我试图修改kaustubhhiware/LSTM-GRU-from-scratch代码,它适用于作为示例默认数据集的图像数据集。但是,我需要使用 OGRU 方法来预测不同形状输入的时间序列数据。我知道时间序列数据集的 _input 有问题,但我不知道最佳实践如何。
import tensorflow.compat.v1 as tf
tf.disable_v2_behavior()
def get_states(model, processed_input, initial_hidden):
all_hidden_states = tf.scan(model, processed_input, initializer=initial_hidden, name='states')
all_hidden_states = all_hidden_states[:, 0, :, :]
return all_hidden_states
def get_output(Wo, bo, hidden_state):
output = tf.nn.relu(tf.matmul(hidden_state, Wo) + bo)
return output
class OGRU_cell(object):
def __init__(self, input_nodes, hidden_unit, output_nodes):
self.input_nodes = input_nodes
self.hidden_unit = hidden_unit
self.output_nodes = output_nodes
#weight and bias initialization
self.Wx = tf.Variable(tf.zeros([self.input_nodes, self.hidden_unit]))
self.Wr = tf.Variable(tf.zeros([self.input_nodes, self.hidden_unit]))
self.br = tf.Variable(tf.truncated_normal([self.hidden_unit], mean=1))
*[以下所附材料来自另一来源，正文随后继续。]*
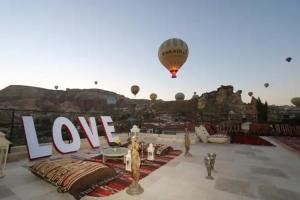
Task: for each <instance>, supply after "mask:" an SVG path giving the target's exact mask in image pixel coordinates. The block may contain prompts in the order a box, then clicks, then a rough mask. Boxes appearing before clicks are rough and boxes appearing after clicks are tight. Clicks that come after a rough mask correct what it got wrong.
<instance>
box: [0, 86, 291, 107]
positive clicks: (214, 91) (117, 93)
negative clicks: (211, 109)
mask: <svg viewBox="0 0 300 200" xmlns="http://www.w3.org/2000/svg"><path fill="white" fill-rule="evenodd" d="M13 86H21V87H33V88H38V89H45V90H53V91H62V92H66V91H67V89H70V90H102V91H105V92H112V93H115V94H116V95H123V94H119V93H117V92H114V91H110V90H105V89H103V88H65V89H59V88H58V89H55V88H54V89H53V88H43V87H37V86H30V85H9V86H7V87H5V88H2V89H1V90H0V92H1V91H2V90H3V89H6V88H8V87H13ZM222 86H225V87H227V86H232V85H220V86H219V87H218V88H220V87H222ZM232 87H233V89H234V86H232ZM218 88H216V89H215V90H212V91H209V92H204V93H202V94H197V95H198V96H199V97H201V96H202V95H203V94H206V93H211V92H215V91H217V90H218ZM233 92H234V93H236V92H237V90H236V91H235V90H234V91H233ZM125 97H126V98H128V99H131V100H148V101H151V99H150V98H149V97H148V98H134V97H133V98H131V97H128V96H125ZM253 97H254V96H253ZM191 98H192V97H191ZM191 98H186V96H185V99H184V101H189V100H191ZM251 98H252V97H251ZM254 98H255V99H258V98H260V97H254ZM241 99H242V98H241ZM260 100H261V102H262V103H265V102H267V101H264V100H263V99H261V98H260ZM156 101H164V102H168V101H177V100H176V99H175V95H174V99H171V100H164V99H159V98H158V99H157V100H156ZM242 102H243V103H246V104H250V103H251V102H244V101H243V99H242ZM267 103H268V106H279V107H285V106H289V107H295V106H294V105H275V104H269V102H267Z"/></svg>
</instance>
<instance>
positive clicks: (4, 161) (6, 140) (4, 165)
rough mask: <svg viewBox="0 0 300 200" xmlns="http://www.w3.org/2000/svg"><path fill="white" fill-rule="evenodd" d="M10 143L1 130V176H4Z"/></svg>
mask: <svg viewBox="0 0 300 200" xmlns="http://www.w3.org/2000/svg"><path fill="white" fill-rule="evenodd" d="M9 144H10V142H9V141H8V140H7V139H6V138H5V134H4V133H2V132H0V178H2V177H4V168H5V165H6V159H7V153H8V148H9Z"/></svg>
self.Wz = tf.Variable(tf.zeros([self.input_nodes, self.hidden_unit]))
self.bz = tf.Variable(tf.truncated_normal([self.hidden_unit], mean=1))
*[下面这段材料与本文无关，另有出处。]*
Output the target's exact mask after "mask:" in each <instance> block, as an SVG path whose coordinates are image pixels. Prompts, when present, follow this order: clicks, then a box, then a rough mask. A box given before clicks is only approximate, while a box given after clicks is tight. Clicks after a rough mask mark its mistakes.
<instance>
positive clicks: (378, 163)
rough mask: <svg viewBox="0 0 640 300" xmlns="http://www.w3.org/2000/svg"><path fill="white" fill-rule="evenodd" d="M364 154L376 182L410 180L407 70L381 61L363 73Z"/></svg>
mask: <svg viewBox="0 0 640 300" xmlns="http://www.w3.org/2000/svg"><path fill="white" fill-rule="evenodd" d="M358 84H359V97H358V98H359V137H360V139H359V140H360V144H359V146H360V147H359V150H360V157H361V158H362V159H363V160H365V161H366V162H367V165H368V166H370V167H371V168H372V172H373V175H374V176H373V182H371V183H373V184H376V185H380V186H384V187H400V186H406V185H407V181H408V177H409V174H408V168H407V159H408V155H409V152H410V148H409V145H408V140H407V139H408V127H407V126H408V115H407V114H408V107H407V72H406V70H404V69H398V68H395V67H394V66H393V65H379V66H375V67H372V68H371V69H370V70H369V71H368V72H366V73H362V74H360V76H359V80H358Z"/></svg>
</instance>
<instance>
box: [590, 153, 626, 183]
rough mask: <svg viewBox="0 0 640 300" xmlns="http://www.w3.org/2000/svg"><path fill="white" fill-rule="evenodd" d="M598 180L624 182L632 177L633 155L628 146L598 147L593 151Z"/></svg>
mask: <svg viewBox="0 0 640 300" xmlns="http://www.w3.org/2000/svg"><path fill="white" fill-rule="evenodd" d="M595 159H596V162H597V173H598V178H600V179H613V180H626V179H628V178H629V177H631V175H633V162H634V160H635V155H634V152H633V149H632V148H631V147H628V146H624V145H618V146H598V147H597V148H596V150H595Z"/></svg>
self.Wh = tf.Variable(tf.zeros([self.hidden_unit, self.hidden_unit]))
self.Wo = tf.Variable(tf.truncated_normal([self.hidden_unit, self.output_nodes], mean=1, stddev=.01))
self.bo = tf.Variable(tf.truncated_normal([self.output_nodes], mean=1, stddev=.01))
self._inputs = tf.placeholder(tf.float32,shape=[None, None, self.input_nodes], name='inputs')
batch_input_ = tf.transpose(self._inputs, perm=[2, 0, 1])
self.processed_input = tf.transpose(batch_input_)
self.initial_hidden = self._inputs[:, 0, :]
self.initial_hidden = tf.matmul(self.initial_hidden, tf.zeros([input_nodes, hidden_unit]))
def Gru(self, previous_hidden_state, x):
r = tf.sigmoid(tf.matmul(x, self.Wr) + self.br)
z = tf.sigmoid(tf.multiply(tf.matmul(x, self.Wz), r) + self.bz)
h_ = tf.tanh(tf.matmul(x, self.Wx) +
tf.matmul(previous_hidden_state, self.Wh) * r)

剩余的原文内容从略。